GOOD CHEMISTRY: Heit and Kim’s work has shaken up diabetes research.

Seung Kim didn’t set out to shake up the world of diabetes research. But he may have hit on a crucial regulator.

An assistant professor of developmental biology at the School of Medicine, Kim, MD ’92, PhD ’92, knew that some immunosuppressants, like those taken by organ transplant patients, inhibit production of the protein calcineurin and increase the risk of developing diabetes. Kim, MD/PhD student Jeremy Heit and professor of pathology Gerald Crabtree suppressed calcineurin production in infant mice.

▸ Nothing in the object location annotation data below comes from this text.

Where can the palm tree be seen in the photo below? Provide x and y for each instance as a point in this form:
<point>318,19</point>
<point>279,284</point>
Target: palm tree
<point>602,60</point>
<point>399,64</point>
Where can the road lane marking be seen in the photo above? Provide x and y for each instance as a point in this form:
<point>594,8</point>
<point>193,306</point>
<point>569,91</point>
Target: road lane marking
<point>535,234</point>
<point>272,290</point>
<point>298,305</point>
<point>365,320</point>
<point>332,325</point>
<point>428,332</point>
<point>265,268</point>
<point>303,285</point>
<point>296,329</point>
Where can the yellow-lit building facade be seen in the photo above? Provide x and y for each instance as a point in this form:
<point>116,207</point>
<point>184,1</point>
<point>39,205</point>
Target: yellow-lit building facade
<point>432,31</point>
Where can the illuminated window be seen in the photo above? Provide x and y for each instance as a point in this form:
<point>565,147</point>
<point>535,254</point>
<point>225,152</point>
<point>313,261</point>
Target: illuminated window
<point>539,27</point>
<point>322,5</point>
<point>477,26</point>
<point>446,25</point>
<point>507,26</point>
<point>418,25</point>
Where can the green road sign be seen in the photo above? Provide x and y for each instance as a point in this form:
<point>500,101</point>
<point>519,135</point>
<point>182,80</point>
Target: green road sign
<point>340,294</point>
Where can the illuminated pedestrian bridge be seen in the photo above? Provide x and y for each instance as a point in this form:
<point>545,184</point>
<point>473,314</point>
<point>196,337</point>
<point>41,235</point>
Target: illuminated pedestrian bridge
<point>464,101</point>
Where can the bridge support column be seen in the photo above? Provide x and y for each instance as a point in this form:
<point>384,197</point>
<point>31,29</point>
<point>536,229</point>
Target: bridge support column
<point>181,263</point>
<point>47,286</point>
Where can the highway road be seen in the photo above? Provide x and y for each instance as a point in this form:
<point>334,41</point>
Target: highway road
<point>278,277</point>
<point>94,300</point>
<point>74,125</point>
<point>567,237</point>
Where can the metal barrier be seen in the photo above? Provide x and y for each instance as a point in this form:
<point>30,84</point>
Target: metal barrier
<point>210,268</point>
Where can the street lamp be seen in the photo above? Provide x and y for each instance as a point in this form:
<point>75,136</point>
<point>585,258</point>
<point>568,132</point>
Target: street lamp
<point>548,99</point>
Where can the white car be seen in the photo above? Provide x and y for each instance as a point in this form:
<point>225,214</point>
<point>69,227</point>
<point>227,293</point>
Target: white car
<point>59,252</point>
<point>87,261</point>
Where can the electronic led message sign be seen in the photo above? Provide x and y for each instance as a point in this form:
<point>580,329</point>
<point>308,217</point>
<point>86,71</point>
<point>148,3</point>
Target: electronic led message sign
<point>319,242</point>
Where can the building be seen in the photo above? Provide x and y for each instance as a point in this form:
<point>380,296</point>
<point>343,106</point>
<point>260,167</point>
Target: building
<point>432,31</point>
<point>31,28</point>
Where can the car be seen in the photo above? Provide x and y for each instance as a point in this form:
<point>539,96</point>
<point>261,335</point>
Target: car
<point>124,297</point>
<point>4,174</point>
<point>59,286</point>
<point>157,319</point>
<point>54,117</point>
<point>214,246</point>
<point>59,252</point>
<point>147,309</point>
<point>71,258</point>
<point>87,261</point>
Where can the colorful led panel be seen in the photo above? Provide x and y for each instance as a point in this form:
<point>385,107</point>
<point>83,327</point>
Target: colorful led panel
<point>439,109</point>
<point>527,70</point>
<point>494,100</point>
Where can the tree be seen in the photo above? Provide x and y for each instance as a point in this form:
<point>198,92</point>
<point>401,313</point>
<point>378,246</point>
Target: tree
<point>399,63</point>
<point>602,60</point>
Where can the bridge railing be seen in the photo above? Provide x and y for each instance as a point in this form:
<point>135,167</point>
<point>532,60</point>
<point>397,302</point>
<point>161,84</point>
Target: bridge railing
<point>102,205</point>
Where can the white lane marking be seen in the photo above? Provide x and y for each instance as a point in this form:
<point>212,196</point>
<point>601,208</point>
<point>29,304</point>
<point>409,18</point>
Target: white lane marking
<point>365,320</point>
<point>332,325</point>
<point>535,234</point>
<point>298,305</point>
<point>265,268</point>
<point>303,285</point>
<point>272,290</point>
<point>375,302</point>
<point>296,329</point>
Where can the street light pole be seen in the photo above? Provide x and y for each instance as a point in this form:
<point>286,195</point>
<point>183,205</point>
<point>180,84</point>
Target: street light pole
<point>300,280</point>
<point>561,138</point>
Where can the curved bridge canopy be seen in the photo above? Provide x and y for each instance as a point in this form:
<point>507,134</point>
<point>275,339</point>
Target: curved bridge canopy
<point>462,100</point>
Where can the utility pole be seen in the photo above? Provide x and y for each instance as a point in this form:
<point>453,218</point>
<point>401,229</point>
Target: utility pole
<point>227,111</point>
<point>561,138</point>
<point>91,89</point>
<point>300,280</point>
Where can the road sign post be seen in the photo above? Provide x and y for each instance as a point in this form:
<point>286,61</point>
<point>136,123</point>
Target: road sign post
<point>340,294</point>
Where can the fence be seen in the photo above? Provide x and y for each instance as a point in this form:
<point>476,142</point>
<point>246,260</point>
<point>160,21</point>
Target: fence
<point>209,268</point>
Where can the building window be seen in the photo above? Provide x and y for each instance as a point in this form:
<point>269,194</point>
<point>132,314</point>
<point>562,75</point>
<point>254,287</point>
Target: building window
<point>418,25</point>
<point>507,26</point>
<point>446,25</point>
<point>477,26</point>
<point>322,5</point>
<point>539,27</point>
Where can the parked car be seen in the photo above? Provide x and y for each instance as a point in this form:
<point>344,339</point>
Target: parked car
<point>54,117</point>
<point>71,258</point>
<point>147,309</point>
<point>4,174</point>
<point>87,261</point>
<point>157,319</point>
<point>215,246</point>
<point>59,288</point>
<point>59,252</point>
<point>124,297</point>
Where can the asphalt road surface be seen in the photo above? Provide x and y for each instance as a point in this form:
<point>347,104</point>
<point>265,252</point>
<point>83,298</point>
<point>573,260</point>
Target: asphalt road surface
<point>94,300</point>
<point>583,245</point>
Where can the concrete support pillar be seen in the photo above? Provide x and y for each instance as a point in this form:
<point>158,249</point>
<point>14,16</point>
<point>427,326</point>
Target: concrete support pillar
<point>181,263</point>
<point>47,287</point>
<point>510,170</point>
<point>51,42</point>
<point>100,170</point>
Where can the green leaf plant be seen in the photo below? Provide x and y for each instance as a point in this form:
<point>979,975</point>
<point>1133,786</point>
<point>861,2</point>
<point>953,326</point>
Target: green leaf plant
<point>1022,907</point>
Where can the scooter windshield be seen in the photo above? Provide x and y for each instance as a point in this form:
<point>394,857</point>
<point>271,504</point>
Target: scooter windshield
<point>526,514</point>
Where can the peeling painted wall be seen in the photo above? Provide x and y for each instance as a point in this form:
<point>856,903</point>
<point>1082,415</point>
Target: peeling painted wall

Within 12 weeks, the mice were severely diabetic. Suppressing calcineurin prevented insulin-producing pancreatic beta cells from increasing in number, which was necessary to metabolize sugar as the mice grew. It also reduced the amount of insulin made by their existing beta cells.

Heit and Kim further experimented by artificially activating NFAT, calcineurin’s protein “sidekick.” Beta cells that did not have calcineurin but had active NFAT produced the appropriate amounts of insulin. If Kim’s findings, published in the September 21 issue of Nature, are verified in humans, they could lead to new treatments for diabetes, hypoglycemia and some pancreatic tumors.